As the arts and arms of the Romans went together, no doubt a very wide circulation of all that was known of gardening in Italy, was transferred thence. Their writers on rural affairs preferred agri to horticulture; but their sound knowledge of the former shews no inconsiderable share of acquaintance with the principles of the latter; and as their practice, as well as the seeds of their products, would be introduced wherever the climate permitted, it is more than probable they [p265] laid the foundation of British gardening. The rules and examples left by them, were probably continued, with occasional accessions to the stock both of practice and production, throughout the Heptarchy, the domination of the Saxons, Danes, and Normans: but these troublous times were not favourable to the prosecution of the arts of peace; and it is not likely much advancement in the art took place until the Norman power was fully established; and even then their castellated mansions precluded any extensive adaptation of garden, from the necessity of forming the glacis, for the greater security of the baronial hall: and though it is probable that, at this time, not a dwelling, from the regal palace to the cottage, but had a garden of some size or other, yet the best practice was confined to the monasteries, and other religious corporations of those days, all over Christendom.
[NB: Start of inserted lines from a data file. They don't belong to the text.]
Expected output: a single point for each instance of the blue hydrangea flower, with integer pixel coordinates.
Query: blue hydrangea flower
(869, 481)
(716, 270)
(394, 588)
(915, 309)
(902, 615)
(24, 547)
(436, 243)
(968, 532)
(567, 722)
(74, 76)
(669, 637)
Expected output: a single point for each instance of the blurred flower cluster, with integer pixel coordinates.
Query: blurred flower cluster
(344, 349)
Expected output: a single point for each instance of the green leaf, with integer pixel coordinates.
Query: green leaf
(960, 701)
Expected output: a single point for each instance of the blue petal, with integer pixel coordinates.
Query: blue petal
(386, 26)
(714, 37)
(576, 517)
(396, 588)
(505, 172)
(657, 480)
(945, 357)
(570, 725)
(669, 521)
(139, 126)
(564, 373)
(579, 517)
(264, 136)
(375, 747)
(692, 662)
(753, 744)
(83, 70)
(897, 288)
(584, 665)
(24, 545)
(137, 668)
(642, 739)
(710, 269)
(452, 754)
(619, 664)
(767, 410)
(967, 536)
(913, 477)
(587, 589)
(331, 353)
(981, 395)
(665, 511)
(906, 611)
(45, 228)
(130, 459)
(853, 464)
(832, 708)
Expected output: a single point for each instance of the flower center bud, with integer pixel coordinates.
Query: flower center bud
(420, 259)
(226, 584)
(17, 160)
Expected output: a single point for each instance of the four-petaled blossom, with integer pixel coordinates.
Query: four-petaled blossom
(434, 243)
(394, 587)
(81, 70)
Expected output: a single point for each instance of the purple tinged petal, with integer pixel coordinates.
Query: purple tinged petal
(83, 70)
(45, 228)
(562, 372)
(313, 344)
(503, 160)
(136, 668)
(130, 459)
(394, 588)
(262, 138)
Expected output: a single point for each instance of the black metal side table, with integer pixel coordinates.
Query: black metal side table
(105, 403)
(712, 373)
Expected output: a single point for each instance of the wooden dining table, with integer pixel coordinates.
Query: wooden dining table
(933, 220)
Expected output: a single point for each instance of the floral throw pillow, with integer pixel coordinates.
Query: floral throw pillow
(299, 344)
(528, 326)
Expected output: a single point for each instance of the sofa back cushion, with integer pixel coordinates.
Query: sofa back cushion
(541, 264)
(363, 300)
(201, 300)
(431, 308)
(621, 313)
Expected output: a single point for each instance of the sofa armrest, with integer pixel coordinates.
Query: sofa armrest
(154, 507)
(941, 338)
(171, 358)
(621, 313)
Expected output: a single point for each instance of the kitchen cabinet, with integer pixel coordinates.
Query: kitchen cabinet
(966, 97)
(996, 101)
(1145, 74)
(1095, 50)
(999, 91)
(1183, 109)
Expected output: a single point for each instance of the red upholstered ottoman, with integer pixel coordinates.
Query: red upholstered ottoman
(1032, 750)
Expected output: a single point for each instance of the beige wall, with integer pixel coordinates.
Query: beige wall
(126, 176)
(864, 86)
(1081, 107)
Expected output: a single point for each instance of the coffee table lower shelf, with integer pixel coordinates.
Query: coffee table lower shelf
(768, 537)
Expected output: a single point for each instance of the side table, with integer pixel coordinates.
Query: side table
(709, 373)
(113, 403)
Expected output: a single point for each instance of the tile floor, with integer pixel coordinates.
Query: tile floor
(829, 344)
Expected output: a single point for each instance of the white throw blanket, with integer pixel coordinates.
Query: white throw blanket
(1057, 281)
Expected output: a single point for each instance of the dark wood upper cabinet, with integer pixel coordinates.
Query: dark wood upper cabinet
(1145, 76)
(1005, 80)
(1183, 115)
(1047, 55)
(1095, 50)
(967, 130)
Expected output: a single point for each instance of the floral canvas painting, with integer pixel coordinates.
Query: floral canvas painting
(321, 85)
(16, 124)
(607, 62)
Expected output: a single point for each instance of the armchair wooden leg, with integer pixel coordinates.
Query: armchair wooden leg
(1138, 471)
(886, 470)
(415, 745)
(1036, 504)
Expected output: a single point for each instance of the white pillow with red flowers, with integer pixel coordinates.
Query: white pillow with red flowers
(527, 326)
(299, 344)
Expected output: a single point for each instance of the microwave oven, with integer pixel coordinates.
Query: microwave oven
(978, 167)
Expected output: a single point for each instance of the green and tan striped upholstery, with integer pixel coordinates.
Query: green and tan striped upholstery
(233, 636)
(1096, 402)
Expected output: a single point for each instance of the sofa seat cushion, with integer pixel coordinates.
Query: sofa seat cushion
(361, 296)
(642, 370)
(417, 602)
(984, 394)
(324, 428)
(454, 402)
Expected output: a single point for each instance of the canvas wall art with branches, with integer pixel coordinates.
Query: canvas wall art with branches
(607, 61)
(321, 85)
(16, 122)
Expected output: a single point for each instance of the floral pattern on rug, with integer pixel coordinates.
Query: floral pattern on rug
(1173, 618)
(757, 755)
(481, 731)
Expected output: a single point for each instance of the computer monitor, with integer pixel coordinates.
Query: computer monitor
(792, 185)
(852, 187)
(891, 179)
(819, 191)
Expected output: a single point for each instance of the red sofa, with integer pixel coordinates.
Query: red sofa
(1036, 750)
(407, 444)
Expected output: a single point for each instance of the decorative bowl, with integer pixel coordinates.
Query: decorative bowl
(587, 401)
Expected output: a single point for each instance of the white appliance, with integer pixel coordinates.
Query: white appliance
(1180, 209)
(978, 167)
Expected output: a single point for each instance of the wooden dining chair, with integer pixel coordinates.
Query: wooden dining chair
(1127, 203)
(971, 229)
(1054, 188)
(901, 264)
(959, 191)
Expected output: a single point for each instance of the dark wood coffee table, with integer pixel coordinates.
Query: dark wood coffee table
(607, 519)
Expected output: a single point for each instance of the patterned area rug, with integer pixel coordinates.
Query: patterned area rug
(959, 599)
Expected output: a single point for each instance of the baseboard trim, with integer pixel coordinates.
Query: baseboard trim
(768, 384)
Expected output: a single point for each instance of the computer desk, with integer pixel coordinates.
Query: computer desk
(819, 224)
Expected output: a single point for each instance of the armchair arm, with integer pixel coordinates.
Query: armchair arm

Their education and leisure, their foreign intercourse, their interest in the tithes, and their love of superior vegetables and condiments, on the many days they were restricted from indulging in the consumption of animal food, all contributed to incline the monks to prosecute gardening on the most approved plans. Thus, Italy, Spain, and Germany became famous for their superior culinary vegetables, as France was for improved fruits; indeed, when war depopulated or devastated a country, and when the gardens of the château became a sacrifice to offensive or defensive operations, and when the potageries of the hamlets were trodden under foot and destroyed by a licentious soldiery, the gardens of the religious houses were often spared, and, consequently, many roots and fruits found there an asylum, which was denied them in less privileged places.

In looking over the lists of plants cultivated in those days, we find the names of a great majority of the common sorts now in use, as well culinary, as for the table or the press, with a great addition of physical plants, it being then a prevalent supposition that remedies for all the ailments of the human frame were existent in the vegetable kingdom, if they could be detected; the cultivation and gathering of simples, therefore, was a business which employed many heads and many hands: even the Corinthian pillars of the noble profession of physic were not entirely free from that malaria, which was generated in the fumes of the herbalist’s shop! [p266]

Ornamental gardening had hardly showed its graceful head; the little that had been done of this in England, was only in imitation of the Italian school, though without their accompaniments of splendid architecture, classical sculpture, and costly fountains. Such a style, in the near neighbourhood of a palace or mansion, is imposing and suitable, but the outskirts of such gardens, which should have been gradually blended with and into the free and beautiful forms of nature, were bounded and deformed by tortuous labyrinths, by complicated folds of nicely-clipped hedges, involving each other for no purpose than affording seclusion from the “licentious eye,” or a “maze to the intruding foot.”